Par ailleurs, l’étude porte sur douze pays européens ayant intégré le questionnaire IGDS dans leur enquête HBSC. Ces pays ne représentent pas toute l’Europe et chaque population nationale présente ses particularités culturelles, linguistiques et sociales. Certains mots comme “problèmes” ou “conflits” peuvent être compris différemment selon la langue, ce qui limite la comparabilité entre pays. En outre, l’échantillon ne comprend que des jeunes scolarisés, excluant les adolescents déscolarisés ou en rupture sociale, souvent plus vulnérables face aux usages excessifs.

Enfin, même si l’IGDS est un outil reconnu et scientifiquement solide, il ne couvre pas l’ensemble des critères diagnostiques définis par le DSM-5 et la CIM-11. Certains aspects, comme la poursuite du jeu malgré les conséquences négatives ou la priorité donnée au jeu sur les autres activités, ne sont pas pleinement intégrés. Des recherches complémentaires devront donc vérifier la validité clinique et la fiabilité psychométrique de l’échelle dans des contextes culturels variés.

En résumé, cette étude offre une photographie précieuse et inédite des comportements de jeu des adolescents européens, tout en rappelant que ses conclusions doivent être interprétées avec prudence. Elle met en lumière des tendances utiles pour la prévention et la santé publique, mais ne permet pas d’établir de diagnostic individuel.

Conclusion

Cette étude européenne apporte un éclairage inédit sur la manière dont les adolescents vivent et ressentent leur pratique du jeu vidéo.
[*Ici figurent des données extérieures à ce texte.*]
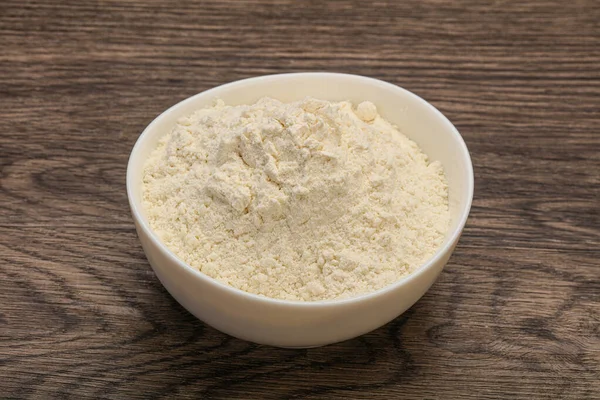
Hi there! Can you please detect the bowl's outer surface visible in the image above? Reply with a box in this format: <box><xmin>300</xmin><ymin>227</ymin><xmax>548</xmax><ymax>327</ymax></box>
<box><xmin>127</xmin><ymin>73</ymin><xmax>473</xmax><ymax>347</ymax></box>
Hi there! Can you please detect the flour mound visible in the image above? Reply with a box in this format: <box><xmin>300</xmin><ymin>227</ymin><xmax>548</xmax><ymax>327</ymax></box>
<box><xmin>143</xmin><ymin>98</ymin><xmax>449</xmax><ymax>301</ymax></box>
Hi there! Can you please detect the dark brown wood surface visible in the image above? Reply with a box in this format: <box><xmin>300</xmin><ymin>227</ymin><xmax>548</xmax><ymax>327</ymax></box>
<box><xmin>0</xmin><ymin>0</ymin><xmax>600</xmax><ymax>399</ymax></box>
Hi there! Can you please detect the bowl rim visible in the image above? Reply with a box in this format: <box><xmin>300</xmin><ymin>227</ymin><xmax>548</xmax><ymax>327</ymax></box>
<box><xmin>126</xmin><ymin>72</ymin><xmax>474</xmax><ymax>308</ymax></box>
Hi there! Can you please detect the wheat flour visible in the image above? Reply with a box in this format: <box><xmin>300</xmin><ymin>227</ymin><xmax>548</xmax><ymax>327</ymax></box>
<box><xmin>143</xmin><ymin>98</ymin><xmax>449</xmax><ymax>301</ymax></box>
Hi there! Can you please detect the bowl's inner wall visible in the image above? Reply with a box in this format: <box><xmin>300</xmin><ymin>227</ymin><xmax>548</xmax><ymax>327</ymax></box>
<box><xmin>128</xmin><ymin>73</ymin><xmax>470</xmax><ymax>245</ymax></box>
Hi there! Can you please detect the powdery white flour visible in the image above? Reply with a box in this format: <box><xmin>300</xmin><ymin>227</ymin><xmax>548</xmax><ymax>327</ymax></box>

Si la grande majorité d’entre eux joue avec plaisir et équilibre, une minorité significative, environ un adolescent sur dix, déclare plusieurs symptômes d’usage excessif, sans que cela ne corresponde pour autant à un trouble avéré. Ces résultats invitent à nuancer le discours sur “l’addiction aux jeux vidéo” : le plus souvent, le jeu n’est pas un danger, mais une activité qui remplit une fonction sociale, émotionnelle ou créative importante à cet âge.

L’étude met cependant en évidence des différences claires entre les sexes, avec davantage de signes d’usage problématique chez les garçons, ainsi qu’un lien fort entre la durée des sessions de jeu et le nombre de symptômes rapportés. Ces constats doivent encourager à mieux comprendre les motivations derrière la pratique : certains jouent pour se détendre, d’autres pour se dépasser, d’autres encore pour échapper à un mal-être. C’est souvent le sens donné au jeu, plus que le temps passé, qui détermine le risque de perte de contrôle.

La recherche souligne aussi la nécessité de distinguer la passion de la dépendance. Un joueur passionné n’est pas forcément un joueur en difficulté : il peut s’investir profondément dans une activité qu’il aime, tout en maintenant des repères stables dans sa vie quotidienne. Mais lorsque le jeu devient le seul refuge, ou lorsqu’il prend le pas sur le sommeil, les études ou les relations sociales, il peut être le signe d’un déséquilibre à explorer avec bienveillance.


Référence

  • Stašek A, Galeotti T, Canale N, et al. Internet gaming disorder scale: A comparison of symptoms prevalence, structure, and invariance in 12 nationally representative European adolescent samples. J Behav Addict. 2025.